Needing to add the --run-list was something I was completely missing. That gave me enough to proceed to some more google-fu… and as it turns out specifying pathing is something that is explicitly required when there are recipe and cookbook (and probably other) dependencies; for some reason I simply assumed if everything was all in the same ‘cookbooks’ directory it wouldn’t be an issue; it is. (right?)

addendum: http://gettingstartedwithchef.com/first-steps-with-chef.html at the ‘First Chef Run’ part gave me some specific hints on how to do the following.

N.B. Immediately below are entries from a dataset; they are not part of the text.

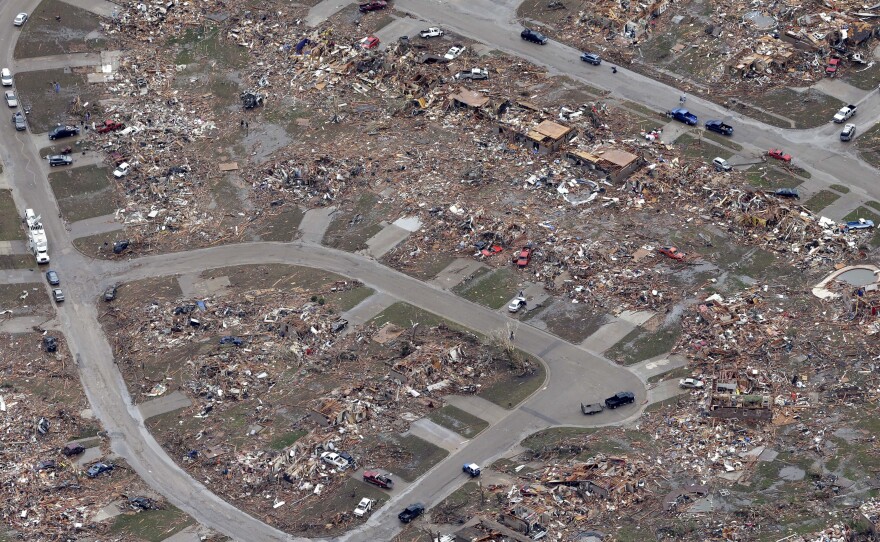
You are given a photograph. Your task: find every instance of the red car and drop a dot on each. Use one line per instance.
(109, 126)
(671, 252)
(779, 155)
(373, 6)
(370, 42)
(523, 258)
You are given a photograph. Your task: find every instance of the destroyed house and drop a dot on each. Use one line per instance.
(545, 137)
(743, 407)
(615, 163)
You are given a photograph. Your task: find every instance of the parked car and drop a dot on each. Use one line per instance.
(370, 42)
(474, 74)
(860, 224)
(591, 58)
(19, 121)
(534, 36)
(432, 32)
(109, 126)
(59, 160)
(377, 479)
(721, 164)
(454, 52)
(97, 469)
(592, 408)
(363, 507)
(63, 131)
(122, 170)
(523, 258)
(373, 6)
(72, 449)
(719, 127)
(334, 460)
(518, 303)
(690, 383)
(671, 252)
(787, 193)
(411, 512)
(619, 399)
(779, 155)
(471, 468)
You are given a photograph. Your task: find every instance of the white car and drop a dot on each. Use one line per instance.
(122, 170)
(334, 460)
(454, 52)
(432, 32)
(363, 507)
(518, 303)
(691, 383)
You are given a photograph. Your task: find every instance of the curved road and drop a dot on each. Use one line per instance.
(573, 373)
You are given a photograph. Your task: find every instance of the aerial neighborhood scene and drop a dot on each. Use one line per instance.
(440, 271)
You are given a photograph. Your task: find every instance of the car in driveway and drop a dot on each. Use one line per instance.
(19, 121)
(533, 36)
(690, 383)
(860, 224)
(591, 58)
(671, 252)
(98, 469)
(63, 131)
(787, 193)
(518, 303)
(370, 42)
(592, 408)
(454, 52)
(372, 6)
(411, 512)
(619, 399)
(432, 32)
(523, 258)
(59, 160)
(779, 155)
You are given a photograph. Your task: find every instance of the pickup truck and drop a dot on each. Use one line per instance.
(845, 113)
(683, 115)
(474, 74)
(720, 127)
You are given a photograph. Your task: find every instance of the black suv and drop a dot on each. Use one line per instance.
(59, 160)
(619, 399)
(63, 131)
(534, 37)
(411, 512)
(591, 58)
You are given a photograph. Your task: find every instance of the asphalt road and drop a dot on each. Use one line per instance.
(573, 374)
(818, 150)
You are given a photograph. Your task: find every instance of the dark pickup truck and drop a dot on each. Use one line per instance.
(720, 127)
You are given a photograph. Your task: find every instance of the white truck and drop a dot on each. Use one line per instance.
(37, 242)
(845, 113)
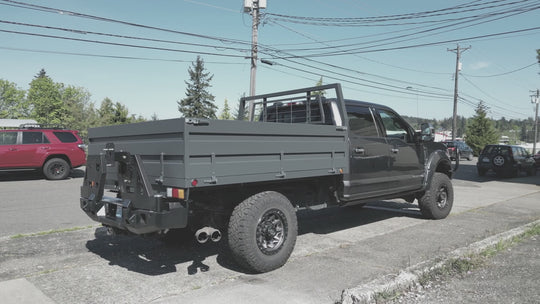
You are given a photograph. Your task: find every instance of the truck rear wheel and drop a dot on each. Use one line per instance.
(437, 202)
(262, 231)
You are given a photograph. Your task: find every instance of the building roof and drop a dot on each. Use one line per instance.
(14, 123)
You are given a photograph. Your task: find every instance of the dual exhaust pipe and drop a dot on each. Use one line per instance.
(207, 233)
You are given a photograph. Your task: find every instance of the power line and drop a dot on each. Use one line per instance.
(110, 56)
(121, 44)
(97, 18)
(86, 32)
(505, 73)
(376, 21)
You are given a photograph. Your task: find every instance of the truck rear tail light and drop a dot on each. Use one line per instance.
(175, 192)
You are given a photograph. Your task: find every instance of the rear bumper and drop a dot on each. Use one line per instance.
(120, 214)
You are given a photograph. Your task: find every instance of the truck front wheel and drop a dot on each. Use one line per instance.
(262, 231)
(437, 202)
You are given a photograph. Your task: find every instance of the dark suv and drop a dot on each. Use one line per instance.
(50, 149)
(505, 160)
(458, 146)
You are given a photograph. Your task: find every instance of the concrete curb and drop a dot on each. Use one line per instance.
(409, 277)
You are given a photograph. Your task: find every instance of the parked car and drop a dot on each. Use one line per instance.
(464, 150)
(505, 160)
(537, 159)
(52, 150)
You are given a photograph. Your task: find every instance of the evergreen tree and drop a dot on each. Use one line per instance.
(12, 101)
(480, 130)
(226, 113)
(45, 98)
(199, 102)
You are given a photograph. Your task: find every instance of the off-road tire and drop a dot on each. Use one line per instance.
(481, 172)
(437, 201)
(56, 169)
(252, 225)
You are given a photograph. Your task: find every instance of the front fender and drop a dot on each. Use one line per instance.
(437, 161)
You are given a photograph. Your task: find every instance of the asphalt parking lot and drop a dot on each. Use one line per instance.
(59, 255)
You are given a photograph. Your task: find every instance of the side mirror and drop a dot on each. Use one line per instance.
(427, 132)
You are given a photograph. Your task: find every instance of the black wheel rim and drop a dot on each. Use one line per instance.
(57, 170)
(271, 231)
(498, 161)
(442, 197)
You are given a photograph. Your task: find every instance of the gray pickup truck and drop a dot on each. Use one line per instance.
(305, 148)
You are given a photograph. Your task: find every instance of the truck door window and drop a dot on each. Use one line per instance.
(394, 126)
(361, 121)
(8, 138)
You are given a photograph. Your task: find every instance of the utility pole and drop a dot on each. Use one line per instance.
(535, 99)
(458, 52)
(254, 7)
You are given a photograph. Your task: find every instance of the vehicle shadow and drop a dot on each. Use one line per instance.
(153, 257)
(16, 176)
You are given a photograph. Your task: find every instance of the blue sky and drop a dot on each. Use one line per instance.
(412, 74)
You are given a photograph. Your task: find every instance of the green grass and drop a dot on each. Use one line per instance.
(462, 266)
(21, 235)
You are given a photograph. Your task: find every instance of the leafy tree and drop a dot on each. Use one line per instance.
(12, 101)
(226, 113)
(112, 113)
(44, 95)
(480, 131)
(198, 102)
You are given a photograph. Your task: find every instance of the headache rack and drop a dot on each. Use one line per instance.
(308, 105)
(30, 126)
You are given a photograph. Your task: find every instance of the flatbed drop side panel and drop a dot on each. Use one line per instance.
(224, 152)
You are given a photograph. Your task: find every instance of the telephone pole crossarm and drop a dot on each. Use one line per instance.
(535, 99)
(458, 52)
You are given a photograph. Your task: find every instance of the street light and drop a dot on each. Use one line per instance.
(535, 100)
(416, 92)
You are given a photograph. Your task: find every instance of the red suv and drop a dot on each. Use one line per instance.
(50, 149)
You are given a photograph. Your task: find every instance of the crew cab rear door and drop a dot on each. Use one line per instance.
(369, 156)
(406, 157)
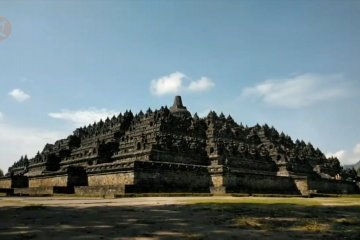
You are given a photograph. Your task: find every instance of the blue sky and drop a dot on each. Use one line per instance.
(291, 64)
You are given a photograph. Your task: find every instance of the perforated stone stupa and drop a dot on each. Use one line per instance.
(169, 150)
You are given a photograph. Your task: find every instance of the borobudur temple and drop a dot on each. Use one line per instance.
(169, 150)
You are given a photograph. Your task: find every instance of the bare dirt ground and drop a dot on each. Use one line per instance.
(179, 218)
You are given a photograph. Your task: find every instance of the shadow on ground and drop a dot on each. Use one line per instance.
(196, 221)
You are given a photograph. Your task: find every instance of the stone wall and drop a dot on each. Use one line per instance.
(49, 181)
(5, 182)
(258, 183)
(14, 182)
(170, 177)
(100, 191)
(111, 178)
(34, 191)
(332, 186)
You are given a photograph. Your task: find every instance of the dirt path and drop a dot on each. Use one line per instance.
(177, 218)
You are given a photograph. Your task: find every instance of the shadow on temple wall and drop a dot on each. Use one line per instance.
(198, 221)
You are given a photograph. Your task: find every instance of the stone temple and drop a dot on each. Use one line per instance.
(169, 150)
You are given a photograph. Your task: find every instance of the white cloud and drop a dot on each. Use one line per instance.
(19, 95)
(16, 141)
(203, 84)
(298, 91)
(356, 150)
(347, 156)
(83, 117)
(174, 84)
(168, 84)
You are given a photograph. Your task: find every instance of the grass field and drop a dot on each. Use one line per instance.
(180, 218)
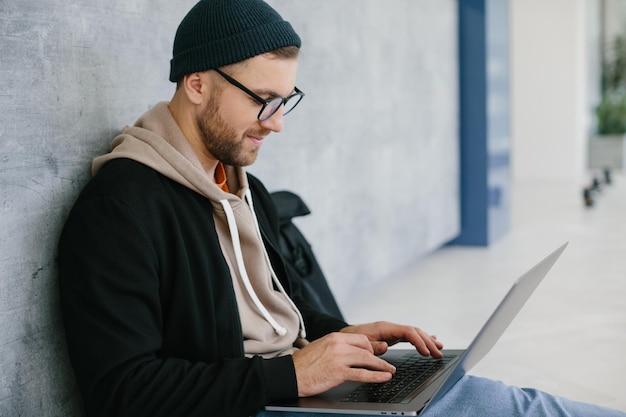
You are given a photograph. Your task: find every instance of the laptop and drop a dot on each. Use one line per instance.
(398, 397)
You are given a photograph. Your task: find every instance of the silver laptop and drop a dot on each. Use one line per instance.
(409, 397)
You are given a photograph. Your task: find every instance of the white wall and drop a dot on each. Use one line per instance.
(551, 117)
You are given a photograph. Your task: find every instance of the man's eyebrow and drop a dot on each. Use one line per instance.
(270, 93)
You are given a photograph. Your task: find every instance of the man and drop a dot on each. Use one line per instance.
(175, 299)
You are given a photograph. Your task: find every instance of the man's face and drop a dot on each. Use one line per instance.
(229, 127)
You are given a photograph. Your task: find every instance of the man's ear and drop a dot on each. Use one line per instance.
(193, 85)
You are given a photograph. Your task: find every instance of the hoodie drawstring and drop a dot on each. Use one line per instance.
(234, 233)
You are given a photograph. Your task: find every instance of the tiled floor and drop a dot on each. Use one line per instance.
(570, 338)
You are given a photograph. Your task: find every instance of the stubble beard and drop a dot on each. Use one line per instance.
(222, 140)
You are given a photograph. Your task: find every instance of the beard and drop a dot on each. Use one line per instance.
(222, 141)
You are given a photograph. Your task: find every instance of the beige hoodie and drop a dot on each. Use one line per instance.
(271, 323)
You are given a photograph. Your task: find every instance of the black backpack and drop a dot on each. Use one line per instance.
(299, 257)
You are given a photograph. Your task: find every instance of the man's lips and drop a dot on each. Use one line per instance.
(257, 140)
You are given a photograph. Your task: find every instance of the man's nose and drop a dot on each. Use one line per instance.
(276, 122)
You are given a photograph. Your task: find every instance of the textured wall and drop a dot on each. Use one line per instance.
(373, 149)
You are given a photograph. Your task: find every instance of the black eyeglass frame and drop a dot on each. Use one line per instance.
(283, 100)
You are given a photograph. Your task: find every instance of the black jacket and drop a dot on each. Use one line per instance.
(149, 308)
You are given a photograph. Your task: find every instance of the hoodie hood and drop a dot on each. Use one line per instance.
(271, 323)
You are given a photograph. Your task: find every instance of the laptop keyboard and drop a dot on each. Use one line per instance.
(412, 371)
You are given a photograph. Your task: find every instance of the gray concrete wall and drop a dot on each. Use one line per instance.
(373, 149)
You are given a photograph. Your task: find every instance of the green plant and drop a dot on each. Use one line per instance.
(611, 112)
(611, 115)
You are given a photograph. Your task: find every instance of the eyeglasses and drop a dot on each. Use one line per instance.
(271, 105)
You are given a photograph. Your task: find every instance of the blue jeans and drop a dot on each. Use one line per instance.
(473, 396)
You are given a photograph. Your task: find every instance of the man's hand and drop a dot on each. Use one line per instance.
(383, 334)
(335, 359)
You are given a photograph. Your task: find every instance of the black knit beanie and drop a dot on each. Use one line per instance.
(221, 32)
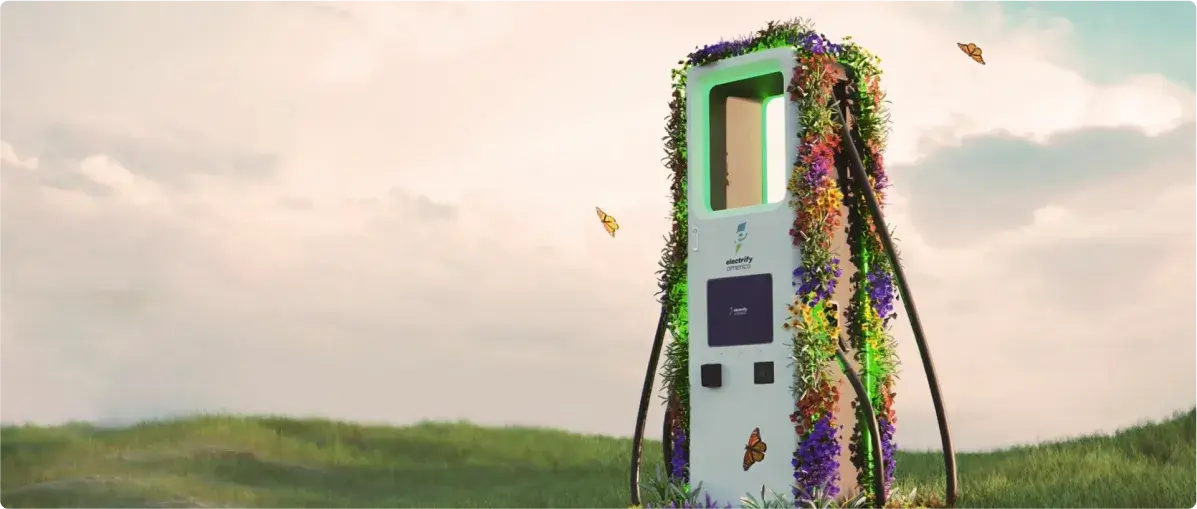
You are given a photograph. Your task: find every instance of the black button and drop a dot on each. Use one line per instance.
(711, 375)
(763, 373)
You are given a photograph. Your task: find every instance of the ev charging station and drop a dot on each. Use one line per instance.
(742, 138)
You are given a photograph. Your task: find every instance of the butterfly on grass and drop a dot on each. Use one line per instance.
(754, 452)
(607, 222)
(972, 50)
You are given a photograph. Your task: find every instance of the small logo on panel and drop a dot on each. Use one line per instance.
(739, 264)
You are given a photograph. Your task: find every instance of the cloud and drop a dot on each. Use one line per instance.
(342, 223)
(997, 182)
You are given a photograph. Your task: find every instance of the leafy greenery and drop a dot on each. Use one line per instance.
(286, 464)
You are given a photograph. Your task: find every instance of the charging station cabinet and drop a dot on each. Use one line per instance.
(742, 139)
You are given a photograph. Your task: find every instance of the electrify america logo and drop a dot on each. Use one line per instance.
(742, 262)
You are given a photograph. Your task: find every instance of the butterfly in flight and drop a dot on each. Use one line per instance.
(972, 50)
(754, 452)
(607, 222)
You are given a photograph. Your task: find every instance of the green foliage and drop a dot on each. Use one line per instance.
(664, 491)
(287, 464)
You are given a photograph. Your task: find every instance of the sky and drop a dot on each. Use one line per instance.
(383, 211)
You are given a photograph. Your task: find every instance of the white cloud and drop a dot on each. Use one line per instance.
(448, 230)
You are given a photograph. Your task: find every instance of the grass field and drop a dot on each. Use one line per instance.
(289, 464)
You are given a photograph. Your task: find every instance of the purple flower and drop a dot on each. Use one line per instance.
(887, 449)
(881, 292)
(678, 466)
(816, 284)
(818, 44)
(718, 50)
(816, 462)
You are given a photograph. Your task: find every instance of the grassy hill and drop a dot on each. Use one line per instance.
(289, 464)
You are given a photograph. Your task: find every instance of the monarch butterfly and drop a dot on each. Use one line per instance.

so, for tonight (and for future seekers), what works is:

create two more files. I called them:

 specs.rb for the specs that chef-client local-mode needs (such as pathing)
 pub.json   this holds my run-list for the pub recipe.

[vagrant@cw chef_repo]$ cat specs.rb 

file_cache_path "/home/vagrant/chef_repo/chef-local"
cookbook_path "/home/vagrant/chef_repo/cookbooks"

[vagrant@cw chef_repo]$ cat pub.json 

{
  "run_list": [ "recipe[pub::default]" ]
}

[vagrant@cw chef_repo]$ sudo chef-client -z -c specs.rb -j pub.json 

<snip>

Chef Client finished, 1/7 resources updated in 04 seconds

No errors, results as expected. Note that absolute pathing is apparently required. the ‘.’ , ‘…’, and ‘~’ yielded unpredictables; admittedly these are bash shell constructs, but sometimes they carry over.

Thank you again for giving me the key that I needed to break loose.